Gehäuse und Fahrwerk sind getrennt.
Vor- & Nachläufer sind abmontiert. beispielhaft wird am Vorläufer weitergearbeitet.
Stromabnehmer; zunächst müssen die Kabel an den Messinghülsen angelötet werden. Die Kabel werden dann durch die kleinen Schlitze nach außen geführt.
Der Stromabnehmer wird am Vorläufer moniert.
Die Kabel werden ins Innere geleitet, und entsprechend mit den anderen Stromabnehmer-Kabeln verbunden die Lok wir wieder zusammengebaut.

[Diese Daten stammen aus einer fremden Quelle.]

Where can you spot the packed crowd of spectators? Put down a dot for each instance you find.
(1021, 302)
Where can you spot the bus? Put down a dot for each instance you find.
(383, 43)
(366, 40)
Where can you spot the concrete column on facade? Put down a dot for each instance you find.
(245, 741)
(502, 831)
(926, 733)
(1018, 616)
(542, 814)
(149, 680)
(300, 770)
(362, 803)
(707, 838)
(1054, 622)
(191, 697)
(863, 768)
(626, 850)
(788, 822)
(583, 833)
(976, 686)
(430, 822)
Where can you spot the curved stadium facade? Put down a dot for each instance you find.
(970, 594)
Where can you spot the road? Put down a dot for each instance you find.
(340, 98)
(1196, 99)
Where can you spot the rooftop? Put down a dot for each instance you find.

Modellbahn Anleitung: ein Eisengeländer entsteht

In Dresden waren wir auch in einem Laden mit Künstlerbedarf, sehr schön, riesige Auswahl. Beim Rumstöbern habe ich „Farbe“ entdeckt, mit deren Hilfe man echten Rost auf Modelle etc. bringen kann. Habe ich gekauft. Geplant habe ich das für die Seitenkanten der Schienen, aber nun überlegt, was ich testweise verrosten lassen könnte.
Ich habe ein kleines Eisengeländer aus Draht gelötet.

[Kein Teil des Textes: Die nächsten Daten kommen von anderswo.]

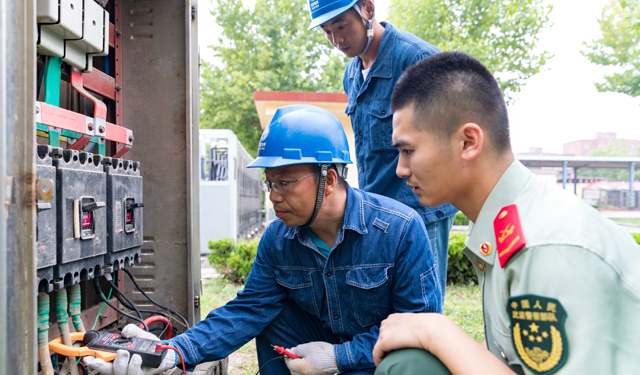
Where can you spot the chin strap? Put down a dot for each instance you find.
(369, 26)
(321, 183)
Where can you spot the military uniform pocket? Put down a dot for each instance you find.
(370, 289)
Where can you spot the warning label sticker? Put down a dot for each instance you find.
(117, 217)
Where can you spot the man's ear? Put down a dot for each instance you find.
(469, 139)
(367, 9)
(331, 182)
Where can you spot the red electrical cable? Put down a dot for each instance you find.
(162, 319)
(163, 347)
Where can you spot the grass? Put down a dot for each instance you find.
(627, 221)
(463, 305)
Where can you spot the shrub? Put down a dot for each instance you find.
(459, 268)
(460, 219)
(233, 260)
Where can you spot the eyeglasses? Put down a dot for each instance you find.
(280, 186)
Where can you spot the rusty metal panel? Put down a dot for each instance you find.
(17, 179)
(159, 81)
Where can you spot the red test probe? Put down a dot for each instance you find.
(284, 351)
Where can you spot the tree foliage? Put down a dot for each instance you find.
(501, 34)
(619, 47)
(263, 48)
(617, 147)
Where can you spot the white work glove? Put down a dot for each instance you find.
(125, 364)
(316, 358)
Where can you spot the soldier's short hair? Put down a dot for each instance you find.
(451, 89)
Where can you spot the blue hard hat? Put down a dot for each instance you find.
(302, 134)
(324, 10)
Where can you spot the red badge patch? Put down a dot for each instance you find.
(509, 235)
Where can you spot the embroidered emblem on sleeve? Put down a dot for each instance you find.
(537, 331)
(509, 234)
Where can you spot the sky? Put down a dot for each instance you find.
(558, 105)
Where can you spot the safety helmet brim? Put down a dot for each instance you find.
(270, 162)
(330, 15)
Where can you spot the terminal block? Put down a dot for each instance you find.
(124, 213)
(81, 189)
(46, 255)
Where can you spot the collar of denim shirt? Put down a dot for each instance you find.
(383, 65)
(353, 219)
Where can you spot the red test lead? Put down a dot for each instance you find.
(284, 351)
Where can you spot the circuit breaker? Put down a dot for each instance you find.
(81, 189)
(124, 213)
(46, 222)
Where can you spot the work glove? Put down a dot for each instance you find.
(316, 358)
(127, 364)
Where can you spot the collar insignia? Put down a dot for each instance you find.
(537, 331)
(509, 234)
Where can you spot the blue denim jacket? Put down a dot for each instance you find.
(377, 266)
(370, 111)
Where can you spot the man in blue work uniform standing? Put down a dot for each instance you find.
(335, 263)
(380, 54)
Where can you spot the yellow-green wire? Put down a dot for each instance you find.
(97, 317)
(99, 311)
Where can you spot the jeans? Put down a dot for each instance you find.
(439, 238)
(292, 327)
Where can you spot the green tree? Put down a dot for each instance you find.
(619, 47)
(501, 34)
(263, 48)
(617, 147)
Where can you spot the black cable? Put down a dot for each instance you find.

LGB Innenanlage Anleitung geländer
Das Grundmaterial ist ein alter Alu-Kleiderbügel, wie man ihn bei Wäschereien bekommt.
Mit einer Zange habe ich die Stücken zurecht geschnitten und gebogen. Mit großer Hitze lassen sich die Streben verlöten.
Nachdem alles wieder kalt ist, wird das geländer mit dem ersten Anstrich grundiert.

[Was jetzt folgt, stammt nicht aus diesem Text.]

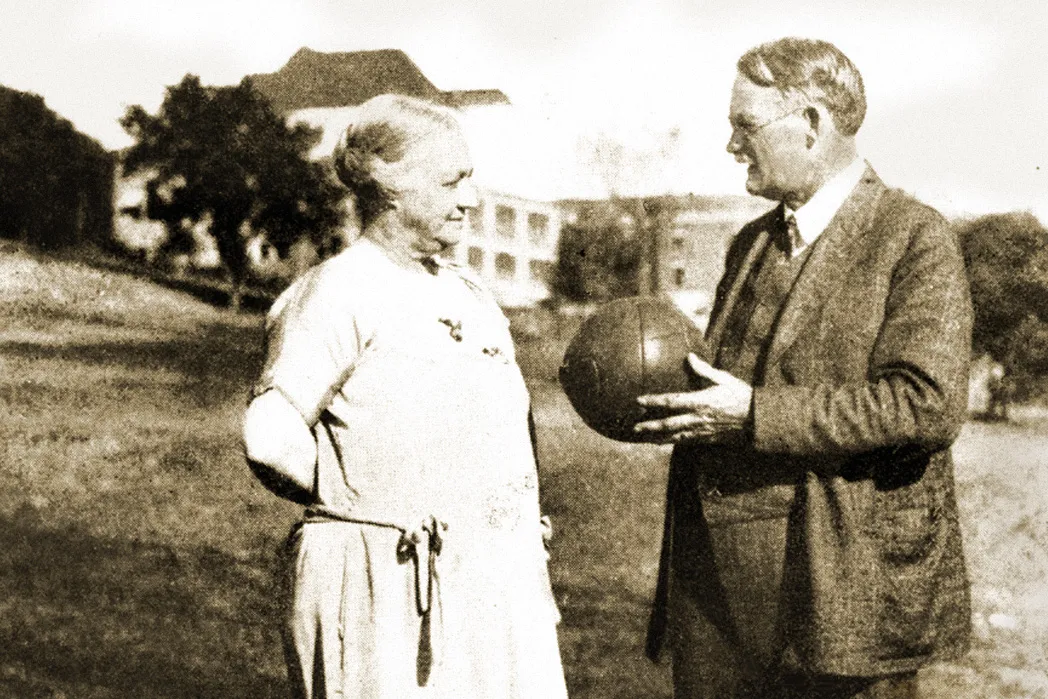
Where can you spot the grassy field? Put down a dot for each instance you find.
(136, 553)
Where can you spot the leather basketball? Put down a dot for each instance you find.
(628, 348)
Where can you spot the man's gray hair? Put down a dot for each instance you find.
(384, 128)
(816, 69)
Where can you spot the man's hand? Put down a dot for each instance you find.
(714, 415)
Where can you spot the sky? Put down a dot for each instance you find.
(633, 92)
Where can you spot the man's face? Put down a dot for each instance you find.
(435, 190)
(770, 133)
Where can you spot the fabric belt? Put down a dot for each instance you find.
(430, 531)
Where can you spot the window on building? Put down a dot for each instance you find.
(477, 220)
(132, 212)
(505, 221)
(542, 270)
(505, 265)
(538, 228)
(475, 256)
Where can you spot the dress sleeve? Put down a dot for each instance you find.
(311, 345)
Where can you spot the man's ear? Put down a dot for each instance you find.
(815, 124)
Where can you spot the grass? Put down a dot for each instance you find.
(136, 552)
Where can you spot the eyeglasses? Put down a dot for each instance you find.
(750, 130)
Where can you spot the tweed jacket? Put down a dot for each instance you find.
(863, 392)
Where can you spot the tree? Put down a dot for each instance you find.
(222, 156)
(598, 256)
(613, 248)
(1006, 257)
(56, 183)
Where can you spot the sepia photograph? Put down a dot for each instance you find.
(602, 349)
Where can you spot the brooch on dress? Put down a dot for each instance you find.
(454, 328)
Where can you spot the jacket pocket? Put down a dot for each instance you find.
(910, 552)
(907, 536)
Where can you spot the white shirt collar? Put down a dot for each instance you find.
(815, 215)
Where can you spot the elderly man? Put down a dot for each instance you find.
(812, 546)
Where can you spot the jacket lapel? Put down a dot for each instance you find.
(827, 267)
(716, 328)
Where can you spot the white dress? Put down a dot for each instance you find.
(420, 413)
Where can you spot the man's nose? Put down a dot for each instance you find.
(734, 143)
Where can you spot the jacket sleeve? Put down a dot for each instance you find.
(915, 393)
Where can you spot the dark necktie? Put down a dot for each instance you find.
(789, 237)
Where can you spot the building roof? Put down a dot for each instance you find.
(312, 80)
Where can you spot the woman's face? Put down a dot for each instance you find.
(435, 191)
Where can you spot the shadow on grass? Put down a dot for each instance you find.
(603, 640)
(90, 617)
(214, 361)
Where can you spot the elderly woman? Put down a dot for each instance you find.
(391, 407)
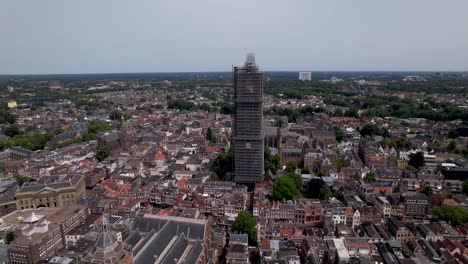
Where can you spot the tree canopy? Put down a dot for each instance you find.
(369, 177)
(210, 136)
(286, 187)
(417, 160)
(271, 162)
(245, 223)
(455, 215)
(102, 152)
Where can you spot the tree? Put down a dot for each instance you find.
(271, 162)
(96, 126)
(455, 215)
(291, 167)
(369, 177)
(324, 193)
(245, 223)
(465, 187)
(369, 130)
(427, 191)
(452, 145)
(22, 179)
(10, 236)
(416, 160)
(285, 187)
(11, 131)
(453, 134)
(102, 152)
(339, 134)
(341, 163)
(214, 176)
(223, 163)
(210, 136)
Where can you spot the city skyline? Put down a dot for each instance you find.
(248, 135)
(90, 37)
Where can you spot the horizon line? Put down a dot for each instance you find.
(187, 72)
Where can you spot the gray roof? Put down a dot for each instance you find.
(167, 238)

Sobald der Anstrich getrocknet ist, kann mit dem zweiten Anstrich darüber gestrichen werden.
LGB indoor Geländer
Allmählich bildet sich echter Rost.
Auch alte Achsen oder Ölfässer lassen sich so sehr gut altern.

 

Bahnhof Jonsdorf Prospektbau

Am Rande einer Anlage kann es aus Platzgründen sinnvoll sein, keine kompletten Gebäude sondern nur die Prospekte aufzustellen. So bin ich mit dem Bahnhof Jonsdorf der Zittauer Schmalspurbahn umgegangen. Mit kleinen Kniffen kann dennoch ein 3-D Effekt erreicht werden.

Am Anfang steht ein gutes Foto des Bahnhofes. Am PC habe ich das Bild anhand einer Vergleichsgröße (z.B. Tür) das Bild auf den Maßstab 1:22,5 berechnet und (auf mehrere Blätter) ausgedruckt.
Der Ausdruck wurde auf Pappe geklebt. Die Fenster wurden ausgeschnitten, durch Fenster aus einem Pola-Bausatz ersetzt und mit Folie „verglast“.
Einzelne Fenster wurden hinterleuchtet; im ersten Stock auch ein richtiger Raum eingerichtet. Dazu diente ein alter, wertiger Pappkarton.
Der Raum wird eingerichtet, die Rückseite (= Deckel) muss natürlich auch gestaltet werden.
Zum Hintergrund gehört auch das verkleinerte Foto eines Bücheregales. Das wurde mit gerigem Abstand (Streichholz) vor die Rückwand geklebt.
Im Raum sind auch eine Person, eine Zimmerpflanze und eine halb geöffnete Tür. Natürlich auch eine funktionierende Beleuchtung. Das Regal steht übrigens rechts. Die Eckuhr, die sich im Orginal am Gebäude befindet (vgl. das oberste Bild), wurde durch eine ebenfalls beleuchtete Modell-Bahnhofsuhr ersetzt.
Der Bahnhof steht in einer Ecke. Dahinter ist mit etwa 30 cm Abstand ein Landschaftsfoto. Es ist in der Zimmerecke gebogen. Durch den Abstand zwischen Haus und Hintergrund einerseits, aber auch durch das „echte“ Zimmer entsteht ein 3D Effekt: sobald man sich bewegt ändern sich die Perspektiven.